There are many things we need to consider when reviewing the results of this study. Firstly, the type of carbohydrates chosen are simple, refined carbohydrates which can raise blood sugar at a quicker rate and therefore would likely result in a higher blood sugar shortly after a meal.

For example, if you have a low blood sugar less than 70mg/dL, you would treat with 15g of simple carbohydrate such as juice and test your blood sugar 15 minutes later. Ingesting juice and white bread and testing blood sugar 30 minutes later would result in a higher blood sugar. I would wonder if changing the composition of carbohydrates, for example by choosing complex carbohydrates, such as whole grains, would change the results of the study.

Secondly, carbohydrate digestion takes about 2 hours to complete. A true post meal blood sugar result is about two hours after a meal. The American Diabetes Association recommends that two hours from the start of a meal, people with diabetes should have a blood sugar of 180mg/dL or less. It would be interesting to see what the actual numbers where two hours after a meal and how different they actually were.
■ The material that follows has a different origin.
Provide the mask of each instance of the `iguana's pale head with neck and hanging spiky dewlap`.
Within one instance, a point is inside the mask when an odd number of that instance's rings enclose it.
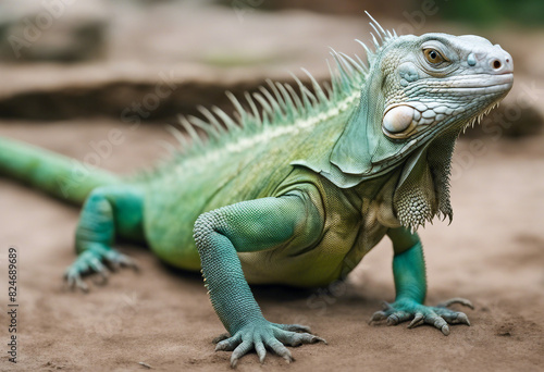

If you notice, the reductions in post-meal blood sugars dropped at the two hour mark

Lastly, ingesting protein can help to delay the rise in blood sugars because it takes longer to metabolize.

Protein does not contain carbohydrates, however, when eaten in the absence of carbohydrates some protein does turn into carbohydrates. The participates were instructed to eat about 68 g of carbohydrate, which is a higher carbohydrate meal. Would eating a lower carbohydrate meal, rich in protein, make more of an impact than eating protein first? 

Limitations of the Study

Food order and its affect on blood sugar is an interesting and noteworthy topic to explore. This particular pilot study had several limitations. The sample size was small and blood glucose and insulin levels were only measured on two separate occasions. Blood glucose pattern management would need to be more consistent to show a true relationship. We cannot assume a pattern on two measures of blood sugar. Therefore, longer follow up would be important to determine full impact of food order. 

Bottom Line: 

Individuals with diabetes are affected by certain foods differently. It is clear that the amount of carbohydrate and type of carbohydrate you eat can affect your post meal blood sugars. The American Diabetes Association states that carbohydrate amount and available insulin may be the most important factors influencing blood sugar response after eating and should be considered when developing an eating plan. It also suggested to ingest carbohydrates from sources, such as, vegetables, fruits, whole grains, legumes and dairy products over other sources with added sugar, fat and sodium. 

In addition, based on the results of this study, it might be worth testing to see if the order you eat your meal can also make an impact on your blood sugars. Perhaps choosing protein and non starchy vegetables before carbohydrates can reduce your post meal blood sugars. Monitoring your pre and post meal blood sugars can help determine if this method works for you. While the study was flawed, this is a simple change that might be worth trying.


Shukla A, Iliescu R, Thomas C, Aronne L. "Food Order Has a Significant Impact on Postprandial Glucose and Insulin Levels." Diabetes Care. 2015; 38(7):e98-e99. Accessed on-line. September 17, 2015:

American Diabetes Association. Standards of Medical Care in Diabetes – 2015. Diabetes Care. 2015 Jan; 38 (Suppl 1): S1-90.